We need to consider where these should lead us. There are some of us, like David Orr, who question whether we are "currently undergoing an explosion of knowledge.” Sure, computers and the internet have created spectacular means by which we can transport and save digital information.
But reconsider the topic: information. Planet Earth is going through the sixth great extinction event in its history. The last was when an astronaut hit the Yucatan peninsula about 65 million years ago and likely precipitated the dinosaurs’ demise. Note though, that extinction was precipitated by the mindless collision of two astronomical objects. Human beings with our appetites, our short-term predictive intelligence, our language, and our technology currently drive tens of thousands of species extinct every year with those animals most closely related to us on the tree of life like gorillas at the greatest risk. The polar bear and walrus suffer and dwindle as the habitats to which they have evolved to fit change drastically. Amphibian species the world over indicate how much industrial humans – homo technologicus – has poisoned ecosystems. The hemlock tree in Appalachia is dying out because of pests that lived farther south in the continental United States and the longpole pines in the west are on their way out too. They will be gone in just a few decades. There seems no technical fix at this point.

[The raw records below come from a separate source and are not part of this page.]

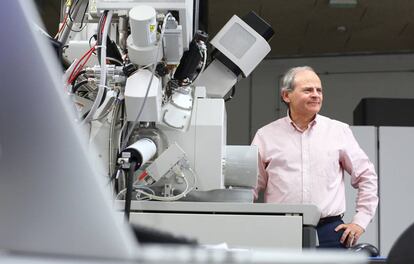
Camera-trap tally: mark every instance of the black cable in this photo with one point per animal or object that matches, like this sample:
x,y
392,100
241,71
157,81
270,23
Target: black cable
x,y
128,195
113,176
79,84
233,92
71,10
81,27
77,76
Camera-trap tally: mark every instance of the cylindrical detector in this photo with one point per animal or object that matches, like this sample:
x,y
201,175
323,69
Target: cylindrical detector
x,y
142,20
142,151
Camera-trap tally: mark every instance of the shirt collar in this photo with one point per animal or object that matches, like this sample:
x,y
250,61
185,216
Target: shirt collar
x,y
311,124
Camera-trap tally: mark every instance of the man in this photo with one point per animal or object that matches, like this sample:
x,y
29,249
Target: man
x,y
302,158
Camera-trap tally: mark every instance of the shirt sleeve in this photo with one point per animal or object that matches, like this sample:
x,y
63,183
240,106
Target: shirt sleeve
x,y
363,177
263,176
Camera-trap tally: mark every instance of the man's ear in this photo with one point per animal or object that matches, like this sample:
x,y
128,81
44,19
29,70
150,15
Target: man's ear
x,y
285,96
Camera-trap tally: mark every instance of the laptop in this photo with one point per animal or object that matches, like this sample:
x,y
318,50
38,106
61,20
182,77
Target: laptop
x,y
52,201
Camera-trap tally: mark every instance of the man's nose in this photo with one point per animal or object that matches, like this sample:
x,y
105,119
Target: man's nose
x,y
315,93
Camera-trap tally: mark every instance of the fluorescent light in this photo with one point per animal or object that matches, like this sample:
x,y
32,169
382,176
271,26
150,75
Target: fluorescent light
x,y
343,3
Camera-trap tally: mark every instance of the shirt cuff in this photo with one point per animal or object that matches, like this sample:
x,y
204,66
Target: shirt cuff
x,y
362,219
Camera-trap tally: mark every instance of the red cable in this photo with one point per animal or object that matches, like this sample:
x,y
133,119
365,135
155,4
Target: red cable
x,y
142,175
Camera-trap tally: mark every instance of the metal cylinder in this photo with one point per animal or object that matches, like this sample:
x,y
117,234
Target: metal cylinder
x,y
142,20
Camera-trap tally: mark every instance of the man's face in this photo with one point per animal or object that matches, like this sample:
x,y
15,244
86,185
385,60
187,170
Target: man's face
x,y
306,98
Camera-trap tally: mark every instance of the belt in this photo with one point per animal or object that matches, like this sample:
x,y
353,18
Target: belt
x,y
330,219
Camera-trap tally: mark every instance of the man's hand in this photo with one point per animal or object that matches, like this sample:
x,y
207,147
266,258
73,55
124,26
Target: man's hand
x,y
351,234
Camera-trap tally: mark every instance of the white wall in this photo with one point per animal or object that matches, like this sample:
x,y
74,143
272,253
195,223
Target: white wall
x,y
346,80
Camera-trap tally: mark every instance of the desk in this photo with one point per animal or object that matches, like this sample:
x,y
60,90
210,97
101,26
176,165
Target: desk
x,y
239,225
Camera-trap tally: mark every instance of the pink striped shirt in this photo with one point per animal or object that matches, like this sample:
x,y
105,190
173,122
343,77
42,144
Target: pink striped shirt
x,y
307,167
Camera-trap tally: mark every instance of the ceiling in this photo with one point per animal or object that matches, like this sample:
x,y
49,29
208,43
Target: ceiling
x,y
314,27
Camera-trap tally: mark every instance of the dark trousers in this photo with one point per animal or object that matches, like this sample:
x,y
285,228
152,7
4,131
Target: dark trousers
x,y
328,237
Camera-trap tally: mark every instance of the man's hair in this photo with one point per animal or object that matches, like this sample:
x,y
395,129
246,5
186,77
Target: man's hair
x,y
288,79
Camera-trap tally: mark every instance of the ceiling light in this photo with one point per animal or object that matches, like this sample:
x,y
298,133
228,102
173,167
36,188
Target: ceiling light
x,y
343,3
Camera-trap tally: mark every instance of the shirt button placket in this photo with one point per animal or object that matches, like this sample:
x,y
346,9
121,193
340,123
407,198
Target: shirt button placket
x,y
305,167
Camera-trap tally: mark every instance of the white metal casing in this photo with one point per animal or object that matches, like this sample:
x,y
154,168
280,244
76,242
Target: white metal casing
x,y
241,44
135,89
184,7
204,142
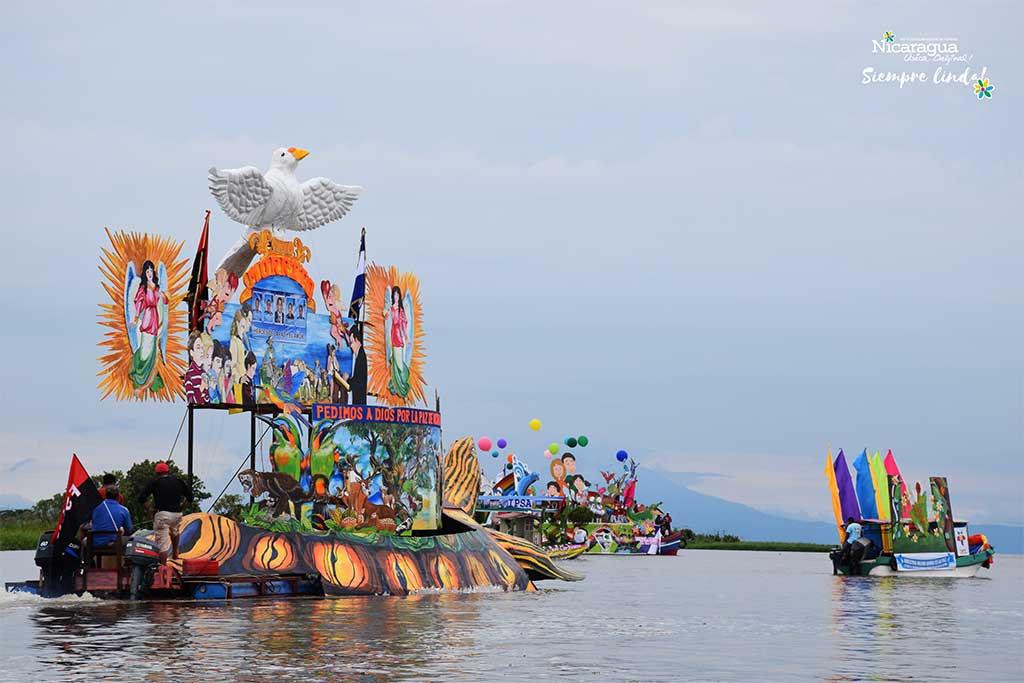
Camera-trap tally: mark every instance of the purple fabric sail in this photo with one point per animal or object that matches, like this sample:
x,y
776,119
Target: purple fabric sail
x,y
847,495
865,487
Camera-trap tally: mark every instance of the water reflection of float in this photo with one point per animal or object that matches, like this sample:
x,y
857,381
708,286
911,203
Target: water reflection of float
x,y
605,521
359,499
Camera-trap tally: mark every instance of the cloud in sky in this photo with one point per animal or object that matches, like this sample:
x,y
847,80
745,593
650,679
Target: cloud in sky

At least not a new fix. Instead, multiplot agriculture - not agriculture and agriscience that generate agridollars - that exists within the bounds of its soil needs to return. There are good signs all around us that this is happening. More people are buying local food and growing their own food (will we get our little patch going next year?) and pushing back against the command economy in American agriculture. Talk about corporate welfare. And whose the biggest welfare recipient of them all? Iowa, the home of corn.
We are faced with the very real possibility that humans, as Agent Smith from the movie The Matrix says, “are a virus.” Governor Vilsack is a champion of our environmental and inhumane virulence. Obama is seeming less and less like the change we need to see in the world. How sad.